La tinta envenenada

Por Enrique Lomas Urista

Tuve un censor periodístico a finales del siglo pasado; mi vida y su supervivencia económica dependían de sus puntuales y exhaustivos reportes acerca del comportamiento de mi pluma. Yo que a todo le he visto el lado jocoso, simplemente reí a carcajadas cuando otro espía comedido me reveló que ese gordito simplón, bajito y calvo era el encargado de escudriñar, en horario burocrático y palabra por palabra, todas mi notas, crónicas y reportajes publicados en un prestigiado medio impreso de la ciudad de Monterrey.

En cuanto supe de la existencia de mi censor jugué al contraespionaje con mi fiel, redondo y simpático escrutador.

Fingía sorprenderlo cuando marcaba con grueso plumón fluorescente las frases, palabras y encabezados que podrían «derribar» del poder a su amo, el gobernador en turno.

Me divertía cuando desparramaba todo su cuerpo entre las torres de papel periódico que contenían las ‘afiladas’ palabras con las que el gobernador podría resultar lastimado.

El juego del gato y el ratón pronto me cansó y decidí tomar al espía por los cuernos para reclamarle que exacerbara con sus reportes el odio manifiesto del gobernador hacia mi persona. Pero sus torpes explicaciones solo abonaron al afecto y la ternura que llegué a tenerle al profesor jubilado.

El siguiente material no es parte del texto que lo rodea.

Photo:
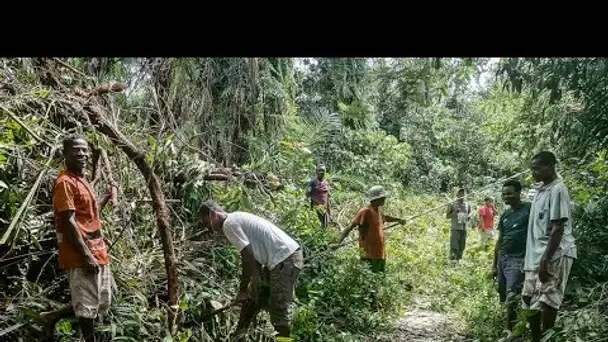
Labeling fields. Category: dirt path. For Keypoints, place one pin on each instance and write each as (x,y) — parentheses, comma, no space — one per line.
(422,325)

Tras la palmada que le di en su inconmensurable espalda a modo de disculpa por mi airado reclamo, aprovechó mi debilidad para preguntar, ya de frente, en dónde radicaba la malignidad, el encono, la mala leche y el veneno de un reportaje acerca de pueblos rarámuri que tenía sobre la plancha del censor.

«El veneno está en la tinta del periódico que mojas con tu saliva para pasar de página», le dije antes lanzar una última carcajada.